The interesting news is that I evidently have the Stephen King version of Google Maps. The Google lady directed me to a bike trail that is actually a creek bed.
Oh, it starts out sort of looking like a bike trail. And there is a quaint custom we've discovered in the North Eastern states - street signs are an unnecessary luxury reserved for tourist areas.
So. Google Lady says to take something called "New London Turnpike" - and I think, "well, that sounds fancy." I had come to a fork in the road with a dirt path between the two road options. No signs anywhere and she says "Continue on New London Turnpike."
I tried each of the roads and each time she said "Make a u-turn and continue on New London Turnpike." So I went down what I thought must be a bike trail.
The path was in the middle of a dense forest and seemed flat at first. Pretty soon I came to a wide boggy spot. It was too wide to ride around. I thought, "well, if it doesn't get any worse than this...."
After carrying the bike around two more black, stinky ponds in the road, I was committed. Or maybe I should have gotten committed.
The trail became a dry creek bed featuring deep sand in the center and large rocks on the edges. I thought about turning back and remembered the black ponds I'd have to get around.

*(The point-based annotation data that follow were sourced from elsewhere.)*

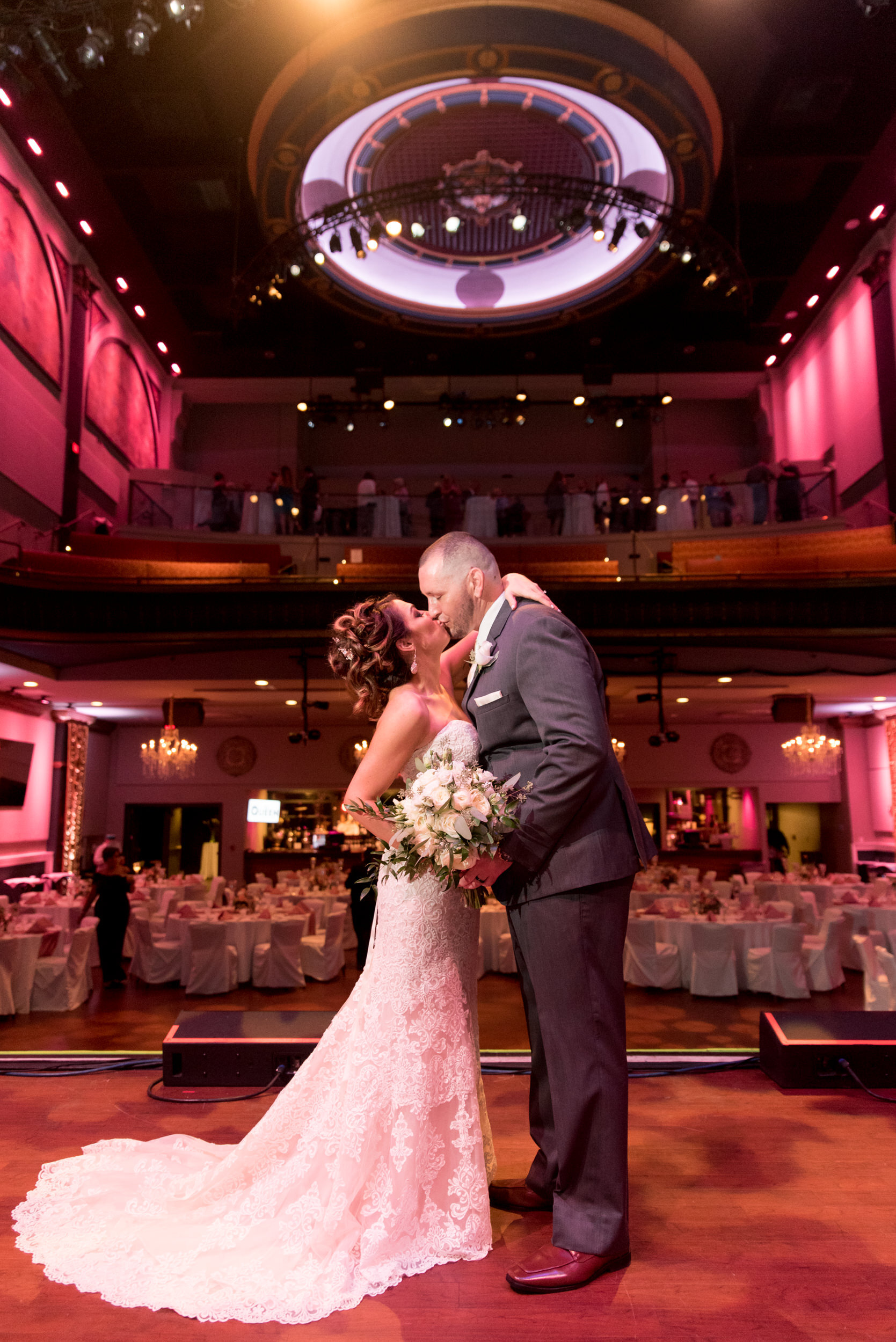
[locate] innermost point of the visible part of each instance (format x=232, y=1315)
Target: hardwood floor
x=140, y=1016
x=755, y=1217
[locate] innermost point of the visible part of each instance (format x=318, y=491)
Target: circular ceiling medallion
x=407, y=93
x=730, y=753
x=236, y=756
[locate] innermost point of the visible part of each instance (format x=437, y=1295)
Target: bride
x=375, y=1161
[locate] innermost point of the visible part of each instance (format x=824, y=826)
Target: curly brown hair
x=365, y=655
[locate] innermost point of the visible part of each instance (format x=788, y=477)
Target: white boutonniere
x=482, y=657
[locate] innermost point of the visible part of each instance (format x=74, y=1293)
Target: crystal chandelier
x=170, y=757
x=812, y=753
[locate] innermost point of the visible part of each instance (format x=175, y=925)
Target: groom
x=536, y=696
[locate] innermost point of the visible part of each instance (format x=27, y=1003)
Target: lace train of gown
x=372, y=1164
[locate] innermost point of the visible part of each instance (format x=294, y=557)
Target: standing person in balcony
x=367, y=506
x=760, y=477
x=789, y=493
x=555, y=502
x=309, y=500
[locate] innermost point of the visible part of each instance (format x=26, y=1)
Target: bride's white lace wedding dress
x=373, y=1163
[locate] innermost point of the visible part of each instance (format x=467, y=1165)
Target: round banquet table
x=20, y=957
x=493, y=924
x=480, y=517
x=746, y=936
x=579, y=514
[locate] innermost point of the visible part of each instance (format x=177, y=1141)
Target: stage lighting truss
x=577, y=206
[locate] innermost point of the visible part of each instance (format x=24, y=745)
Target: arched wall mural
x=119, y=403
x=28, y=301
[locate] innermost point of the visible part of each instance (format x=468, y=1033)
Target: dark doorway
x=172, y=835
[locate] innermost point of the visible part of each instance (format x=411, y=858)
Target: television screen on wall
x=15, y=763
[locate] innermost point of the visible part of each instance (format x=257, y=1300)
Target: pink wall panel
x=827, y=395
x=28, y=302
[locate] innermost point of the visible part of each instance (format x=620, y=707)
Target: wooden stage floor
x=140, y=1018
x=755, y=1216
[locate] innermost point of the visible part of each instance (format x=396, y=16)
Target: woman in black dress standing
x=113, y=909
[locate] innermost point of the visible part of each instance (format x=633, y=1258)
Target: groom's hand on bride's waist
x=486, y=873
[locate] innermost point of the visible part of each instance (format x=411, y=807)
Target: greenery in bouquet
x=448, y=818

And- huge mosquitos were buzzing in my face. There were biting flies and these weird moths kept landing on me. But I had slathered on the insect repellant.
So I carried and pushed the bike over the impassable terrain.

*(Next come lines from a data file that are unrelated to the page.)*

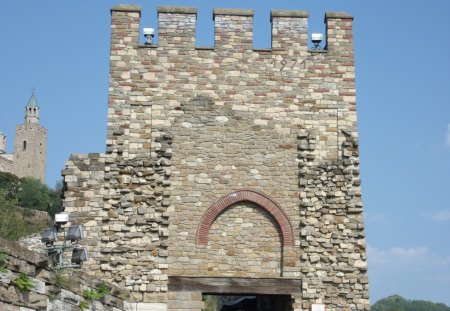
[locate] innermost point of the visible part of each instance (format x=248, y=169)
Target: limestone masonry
x=30, y=146
x=226, y=167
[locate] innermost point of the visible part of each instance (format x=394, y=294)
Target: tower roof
x=32, y=102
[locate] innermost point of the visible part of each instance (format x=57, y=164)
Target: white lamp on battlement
x=149, y=33
x=55, y=241
x=316, y=38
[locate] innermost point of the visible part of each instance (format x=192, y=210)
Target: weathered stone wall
x=50, y=291
x=208, y=145
x=6, y=162
x=30, y=159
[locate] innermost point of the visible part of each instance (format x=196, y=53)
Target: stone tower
x=228, y=169
x=2, y=143
x=30, y=144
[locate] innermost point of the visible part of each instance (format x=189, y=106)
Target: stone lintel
x=337, y=15
x=126, y=8
x=177, y=10
x=236, y=12
x=288, y=13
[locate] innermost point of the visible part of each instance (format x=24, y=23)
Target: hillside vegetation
x=398, y=303
x=20, y=199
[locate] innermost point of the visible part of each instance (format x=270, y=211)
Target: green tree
x=10, y=184
x=12, y=225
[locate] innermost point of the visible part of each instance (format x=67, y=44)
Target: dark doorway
x=247, y=302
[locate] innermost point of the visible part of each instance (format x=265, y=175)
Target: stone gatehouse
x=228, y=169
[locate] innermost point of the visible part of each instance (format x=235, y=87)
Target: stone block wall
x=226, y=161
x=30, y=151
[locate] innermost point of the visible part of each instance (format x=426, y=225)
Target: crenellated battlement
x=226, y=163
x=233, y=28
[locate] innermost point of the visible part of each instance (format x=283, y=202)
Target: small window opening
x=214, y=302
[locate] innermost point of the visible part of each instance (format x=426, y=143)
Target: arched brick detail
x=245, y=195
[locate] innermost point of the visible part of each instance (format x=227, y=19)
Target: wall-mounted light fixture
x=316, y=38
x=55, y=240
x=149, y=34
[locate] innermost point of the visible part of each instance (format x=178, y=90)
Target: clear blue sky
x=403, y=92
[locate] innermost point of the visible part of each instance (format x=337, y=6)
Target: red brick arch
x=245, y=195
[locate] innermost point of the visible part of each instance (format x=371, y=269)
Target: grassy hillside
x=398, y=303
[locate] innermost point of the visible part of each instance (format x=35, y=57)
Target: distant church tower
x=30, y=144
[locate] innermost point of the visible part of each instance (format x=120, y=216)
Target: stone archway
x=259, y=199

Then it started to get steep. I listened for banjo music and tried to get Google lady to tell me how much farther to a road. It showed a crossing at a quarter mile. Ok I can do anything for a quarter of a mile.
So I sweated on as the dry creek bed became an active creek. The "road " Google showed I was coming to turned out to be another path crossing the creek. Like a deer path. There weren't any bike tire marks anywhere. The map showed I had to push on for two more miles. Uh, ok I can do anything for TWO miles.
The only sounds I could hear were furtive rustlings in the bushes. And, of course the mosquitos buzzing in my face. Each time I came to a flatter spot I tried to ride to move faster. I slipped and felt the front sprocket hit the back of my leg. I noticed my sock felt wet. But I didn't stop. I wanted photos, but was afraid I was about to happen upon Clem and Homer's secret spot. I kept moving.
I started thinking about how to escape toothless hillbillies. I had a swiss army knife. Go for the groin. I was reviewing Sandra Bullock's self defense advice from Miss Congeniality. I was not going to wake up in the morning chained to a rusty still in the woods.
And I came out on a paved path! I pulled the bike over the last berm and saw stenciled signs at the opening to the forest that said "Enter at own risk".
I jumped on and started riding, feeling relieved, as a mangy old dog came racing out of nowhere. It snarled and barked and jumped on me while I yelled for it to go home. It seemed like it was right at home alright.
Growling and scrabbling, it actually bit my shoe! I poured it on and noticed I was going 20 mph! I didn't stop till I came to a marked street about a mile farther.
Peter miraculously navigated his way to my uncharted position in "Butcher Holler" and tended to my bleeding leg and hugged me. And gave me a cookie.
I set off again to get the last 20 miles to Providence, RI before dark. Just as Peter drove away, it started sprinkling and I got a flat tire.
So I quit for the day.
And that's the most drama for the entire trip.